Göz ardı edilen insani sonuçlar
Büyük ümitlerle ve beklentilerle başlayan “Arap Baharı” süreci çok ağır maliyetlerle ilerliyor. Yaşanan tahribat gözle görülenin çok çok ötesinde ve rakamlara yansıyandan çok daha dramatik. Bugüne kadar çoğunluğu Suriye’den olmak üzere yüz binlerce insan hayatını kaybetti veya yaralandı. Bilhassa adeta her şeyin bir ölüm makinesine/vesilesine dönüştüğü Suriye’de “tadılmayan” ölüm çeşidi neredeyse hiç kalmadı. Milyonlarca sivilin ya ülke içinde daha güvenli yerlere ya da her şeyini bırakıp yurtdışına sığınmasıyla, bir diğer deyişle yersiz yurtsuzlaşmasıyla tam bir insani kriz söz konusu. Yağan bombalarla ve sıkılan kurşunlarla sadece altyapılar çöküp, şehirler yerle bir olup fiziken çok ağır bir yıkım yaşanmıyor Arap coğrafyasında. Ondan çok daha vahimi, insani değerler, tarihi hafıza ve medeniyet birikimi bir bir yok ediliyor; yakılan/yağmalanan el yazması eserlerin bulunduğu kütüphanelerle, yıkılan/bombalanan tarihi eserlerle bölge giderek hafızasızlaşıyor, köksüzleşiyor. Altüst olan bölgesel düzen ve siyasi ve iktisadi yapı hep zarar hanesinin en tepesinde zikredilse de gölgede kalan başka trajik gelişmeler de yaşanıyor: Siyasi alandaki iç kutuplaşma ve saçılan kin ve nefret tohumları (mesela Mısır’da Sisi ile Mursi destekçileri veya Suriye’de rejim taraftarları ile karşıtları arasındaki derin husumet) toplumsal ilişkileri dinamitleyerek ve hatta aileleri sarsarak tamiri zor bireysel travmalara, aile içi kavgalara ve parçalanmalara yol açıyor. Dolayısıyla bölgedeki parçalanma sadece devletler düzeyinde kalmayıp toplumlara ve toplumun yapıtaşı olan ailelere kadar sirayet etmiş durumda. Göçlerin ve yabancı savaşçıların etkisiyle demografik yapılar ve toplumsal dokular değişiyor. Öte yanda büyük hayal kırıklığı içindeki Arap gençlerin vatanlarına olan aidiyet bağları giderek zayıflıyor, hatta bir kısmı tamamen duygusal bir kopuş ve kimlik krizi yaşıyor. Buna bir de eğitim fırsatından mahrum milyonlarca çocuk ve gencin varlığı eklendiğinde bölgenin sadece geçmişinin değil geleceğinin de sönmek üzere olduğu görülüyor. Kısaca Ortadoğu, tüm kaynaklarını ve birikimini kardeş kavgasıyla bir bir tüketiyor.

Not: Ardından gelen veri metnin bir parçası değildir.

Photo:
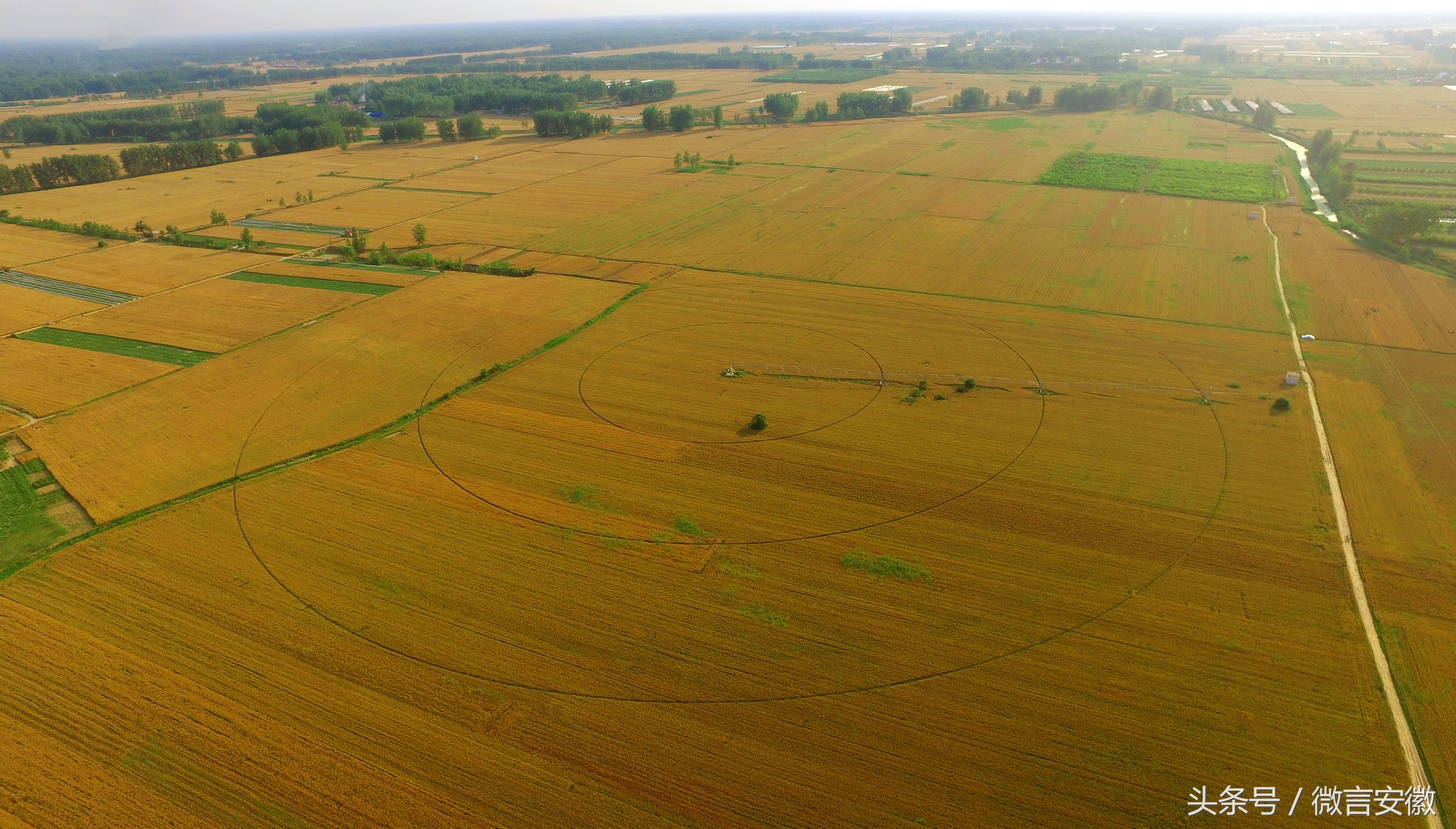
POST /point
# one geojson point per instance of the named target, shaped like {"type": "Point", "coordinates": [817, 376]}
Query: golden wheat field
{"type": "Point", "coordinates": [862, 481]}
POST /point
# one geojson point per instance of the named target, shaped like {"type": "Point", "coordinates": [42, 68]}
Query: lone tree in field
{"type": "Point", "coordinates": [970, 100]}
{"type": "Point", "coordinates": [653, 119]}
{"type": "Point", "coordinates": [783, 106]}
{"type": "Point", "coordinates": [471, 127]}
{"type": "Point", "coordinates": [680, 119]}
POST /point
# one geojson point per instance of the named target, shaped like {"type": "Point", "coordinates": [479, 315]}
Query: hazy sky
{"type": "Point", "coordinates": [129, 20]}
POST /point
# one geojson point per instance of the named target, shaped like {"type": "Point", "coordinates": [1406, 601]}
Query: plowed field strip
{"type": "Point", "coordinates": [373, 289]}
{"type": "Point", "coordinates": [65, 289]}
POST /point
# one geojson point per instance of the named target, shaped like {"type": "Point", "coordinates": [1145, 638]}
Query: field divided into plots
{"type": "Point", "coordinates": [1020, 540]}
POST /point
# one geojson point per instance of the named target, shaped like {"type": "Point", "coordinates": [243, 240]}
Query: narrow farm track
{"type": "Point", "coordinates": [1382, 665]}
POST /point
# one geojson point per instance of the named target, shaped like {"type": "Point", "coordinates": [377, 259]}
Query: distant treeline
{"type": "Point", "coordinates": [648, 60]}
{"type": "Point", "coordinates": [84, 229]}
{"type": "Point", "coordinates": [443, 97]}
{"type": "Point", "coordinates": [165, 123]}
{"type": "Point", "coordinates": [281, 129]}
{"type": "Point", "coordinates": [59, 171]}
{"type": "Point", "coordinates": [574, 123]}
{"type": "Point", "coordinates": [642, 92]}
{"type": "Point", "coordinates": [181, 156]}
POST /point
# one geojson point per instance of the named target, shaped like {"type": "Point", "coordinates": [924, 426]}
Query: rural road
{"type": "Point", "coordinates": [1402, 726]}
{"type": "Point", "coordinates": [1321, 206]}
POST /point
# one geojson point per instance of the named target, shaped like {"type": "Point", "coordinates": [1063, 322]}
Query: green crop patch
{"type": "Point", "coordinates": [24, 524]}
{"type": "Point", "coordinates": [1222, 181]}
{"type": "Point", "coordinates": [313, 283]}
{"type": "Point", "coordinates": [820, 76]}
{"type": "Point", "coordinates": [1099, 171]}
{"type": "Point", "coordinates": [120, 346]}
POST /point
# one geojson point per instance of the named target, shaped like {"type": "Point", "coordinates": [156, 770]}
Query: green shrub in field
{"type": "Point", "coordinates": [1099, 171]}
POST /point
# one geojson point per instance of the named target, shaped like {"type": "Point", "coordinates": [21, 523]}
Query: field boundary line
{"type": "Point", "coordinates": [1402, 726]}
{"type": "Point", "coordinates": [324, 451]}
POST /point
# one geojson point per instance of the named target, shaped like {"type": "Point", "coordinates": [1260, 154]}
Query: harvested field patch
{"type": "Point", "coordinates": [11, 420]}
{"type": "Point", "coordinates": [1343, 292]}
{"type": "Point", "coordinates": [119, 346]}
{"type": "Point", "coordinates": [23, 308]}
{"type": "Point", "coordinates": [142, 268]}
{"type": "Point", "coordinates": [43, 379]}
{"type": "Point", "coordinates": [820, 76]}
{"type": "Point", "coordinates": [306, 388]}
{"type": "Point", "coordinates": [373, 289]}
{"type": "Point", "coordinates": [300, 268]}
{"type": "Point", "coordinates": [219, 315]}
{"type": "Point", "coordinates": [57, 287]}
{"type": "Point", "coordinates": [21, 245]}
{"type": "Point", "coordinates": [363, 268]}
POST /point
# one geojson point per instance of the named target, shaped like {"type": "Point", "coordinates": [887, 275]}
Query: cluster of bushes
{"type": "Point", "coordinates": [1030, 98]}
{"type": "Point", "coordinates": [84, 229]}
{"type": "Point", "coordinates": [781, 106]}
{"type": "Point", "coordinates": [677, 119]}
{"type": "Point", "coordinates": [970, 100]}
{"type": "Point", "coordinates": [819, 111]}
{"type": "Point", "coordinates": [638, 92]}
{"type": "Point", "coordinates": [165, 123]}
{"type": "Point", "coordinates": [403, 130]}
{"type": "Point", "coordinates": [59, 171]}
{"type": "Point", "coordinates": [178, 156]}
{"type": "Point", "coordinates": [468, 127]}
{"type": "Point", "coordinates": [281, 129]}
{"type": "Point", "coordinates": [571, 123]}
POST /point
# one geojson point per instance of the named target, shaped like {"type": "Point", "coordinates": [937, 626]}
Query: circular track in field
{"type": "Point", "coordinates": [670, 383]}
{"type": "Point", "coordinates": [701, 623]}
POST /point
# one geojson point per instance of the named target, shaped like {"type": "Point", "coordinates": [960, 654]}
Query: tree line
{"type": "Point", "coordinates": [637, 91]}
{"type": "Point", "coordinates": [165, 123]}
{"type": "Point", "coordinates": [149, 159]}
{"type": "Point", "coordinates": [571, 123]}
{"type": "Point", "coordinates": [59, 171]}
{"type": "Point", "coordinates": [445, 97]}
{"type": "Point", "coordinates": [283, 129]}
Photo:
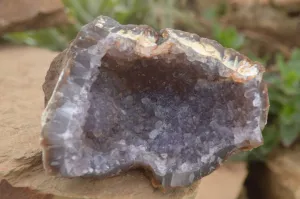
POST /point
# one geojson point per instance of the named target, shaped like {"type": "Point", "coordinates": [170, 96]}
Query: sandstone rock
{"type": "Point", "coordinates": [282, 179]}
{"type": "Point", "coordinates": [20, 15]}
{"type": "Point", "coordinates": [128, 97]}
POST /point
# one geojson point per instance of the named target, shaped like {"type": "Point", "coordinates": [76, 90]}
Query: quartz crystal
{"type": "Point", "coordinates": [123, 97]}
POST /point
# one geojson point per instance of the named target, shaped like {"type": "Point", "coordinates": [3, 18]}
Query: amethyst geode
{"type": "Point", "coordinates": [126, 96]}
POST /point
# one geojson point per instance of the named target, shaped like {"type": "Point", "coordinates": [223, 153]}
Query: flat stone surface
{"type": "Point", "coordinates": [20, 154]}
{"type": "Point", "coordinates": [171, 102]}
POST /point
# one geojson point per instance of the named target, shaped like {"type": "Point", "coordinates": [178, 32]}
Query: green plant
{"type": "Point", "coordinates": [283, 126]}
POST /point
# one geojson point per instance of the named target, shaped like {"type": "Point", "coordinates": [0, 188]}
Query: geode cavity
{"type": "Point", "coordinates": [126, 96]}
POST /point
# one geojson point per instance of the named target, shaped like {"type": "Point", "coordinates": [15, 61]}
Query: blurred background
{"type": "Point", "coordinates": [267, 31]}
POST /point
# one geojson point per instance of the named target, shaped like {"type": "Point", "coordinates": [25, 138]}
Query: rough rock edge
{"type": "Point", "coordinates": [239, 64]}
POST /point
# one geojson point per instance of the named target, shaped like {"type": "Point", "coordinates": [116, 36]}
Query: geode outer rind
{"type": "Point", "coordinates": [126, 96]}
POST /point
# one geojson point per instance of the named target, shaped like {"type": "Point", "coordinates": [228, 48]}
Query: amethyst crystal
{"type": "Point", "coordinates": [126, 96]}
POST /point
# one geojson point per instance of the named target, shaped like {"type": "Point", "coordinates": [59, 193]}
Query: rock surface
{"type": "Point", "coordinates": [126, 96]}
{"type": "Point", "coordinates": [20, 153]}
{"type": "Point", "coordinates": [20, 15]}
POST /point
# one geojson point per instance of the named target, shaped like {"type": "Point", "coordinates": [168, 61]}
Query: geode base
{"type": "Point", "coordinates": [125, 96]}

“Arap Baharı” yüzyıllık çarpıklıkların, birikmiş problemlerin ve meşruiyet krizlerinin kaçınılmaz sonucu olarak yaşanan bir patlama haliydi. Ancak doğan olağanüstü fırsatlar, iç ve dış müdahalelerle, bilhassa Mısır’daki askeri darbe ve Suriye’deki iç savaşla bir bir heba edilirken geriye olağanüstü riskler ve meydan okumalar kaldı.

Oysa ne kadar kan dökülürse dökülsün hiçbir tarafın diğerini yok etme şansı olmadığı gibi bölgedeki çatışmaların net bir kazananı da olmayacağı kesin. Bölge halklarının zihinlerine ve gönüllerine “kaderin kaderimdir” anlayışı, asgari müştereklerde uzlaşma ve bir arada yaşama fikri yerleştirilmeden; yine mevcut mağduriyetleri, haksızlık ve adaletsizlikleri giderme yolunda hızlı, samimi ve kalıcı adımlar atılmadan ve dışlanan geniş halk kitlelerine siyasal alanda kendilerini ifade imkânı tanınmadan bu kaostan kurtulmak maalesef ki mümkün görünmüyor.